# Aquarium DVD



## eileen (Feb 24, 2009)

I just wanted to share this DVD that I picked up at Walmart. It was under $10. This is what the back says. Add a colorful aquarium to any room with this serene video of graceful fish, combined with natural sounds and tranquil music. It features over 80 minutes. Choice of eight different aquariums. Plays with waves, Bubbles, music or a combination, 16:9 Widescreen Format, Filmed in High Definition.

I put this on the T.V and it is really relaxing. Makes a nice DVD for doing yoga to have on during a party in the background. This would also make a nice gift for someone that likes aquariums. It has saltwater tanks and even freshwater. There is one with a shark tank that I think is really neat.
I posted a picture of the DVD. It says Reflections of Nature on the top.

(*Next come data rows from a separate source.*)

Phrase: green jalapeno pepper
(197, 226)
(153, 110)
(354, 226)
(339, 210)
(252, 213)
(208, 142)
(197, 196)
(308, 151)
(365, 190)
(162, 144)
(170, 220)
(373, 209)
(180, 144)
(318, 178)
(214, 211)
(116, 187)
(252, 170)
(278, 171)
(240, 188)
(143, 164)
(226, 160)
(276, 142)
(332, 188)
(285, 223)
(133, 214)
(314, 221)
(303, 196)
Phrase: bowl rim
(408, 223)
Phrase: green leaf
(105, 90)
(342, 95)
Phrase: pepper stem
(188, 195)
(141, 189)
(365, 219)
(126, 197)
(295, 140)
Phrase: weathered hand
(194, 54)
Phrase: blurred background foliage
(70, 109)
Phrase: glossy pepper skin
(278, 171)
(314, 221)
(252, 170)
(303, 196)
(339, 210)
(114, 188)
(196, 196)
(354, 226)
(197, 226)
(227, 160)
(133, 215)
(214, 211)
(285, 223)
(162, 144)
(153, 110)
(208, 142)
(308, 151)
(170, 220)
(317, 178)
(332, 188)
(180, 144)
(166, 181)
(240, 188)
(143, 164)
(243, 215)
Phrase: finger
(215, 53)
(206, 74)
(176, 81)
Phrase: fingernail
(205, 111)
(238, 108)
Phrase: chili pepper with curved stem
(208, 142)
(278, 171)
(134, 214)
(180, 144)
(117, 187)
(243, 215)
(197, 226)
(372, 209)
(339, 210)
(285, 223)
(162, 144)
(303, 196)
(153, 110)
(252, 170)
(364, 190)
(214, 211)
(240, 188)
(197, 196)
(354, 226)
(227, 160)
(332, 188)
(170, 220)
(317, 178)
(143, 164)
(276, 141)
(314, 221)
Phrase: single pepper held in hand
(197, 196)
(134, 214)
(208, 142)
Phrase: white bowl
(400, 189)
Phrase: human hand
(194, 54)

When I got this they had other ones like the beach and river streams ect...


----------



## cpl corndog (Jun 11, 2010)

LOL that's funny. A maintenance free fish tank!

I think I'll get one too.


----------



## eileen (Feb 24, 2009)

*Found website for other Virual Aquarium*

If you can't find this at Walmart. I saw this other one on-line virual Aquarium at http://www.screendreamsdvd.com/living_aquarium.asp
This one is neat as you can click for a trial showing and see how it is. It's sort of like the one I got at Walmart. I've seen other ones also. Amazon.com or Ebay might have them. Yeah no maintenance aquarium for those that dream of a saltwater tank but are afraid to start one. When I get a plasma T.V hanging on the wall I want to put this dvd on. I think it's better then a wall picture as you can change it. The only thing with mine is that the fish are real not virual but I have seen other aquarium dvd that have real fish in them on-line. You can look on-line they are called plasma aquariums.


----------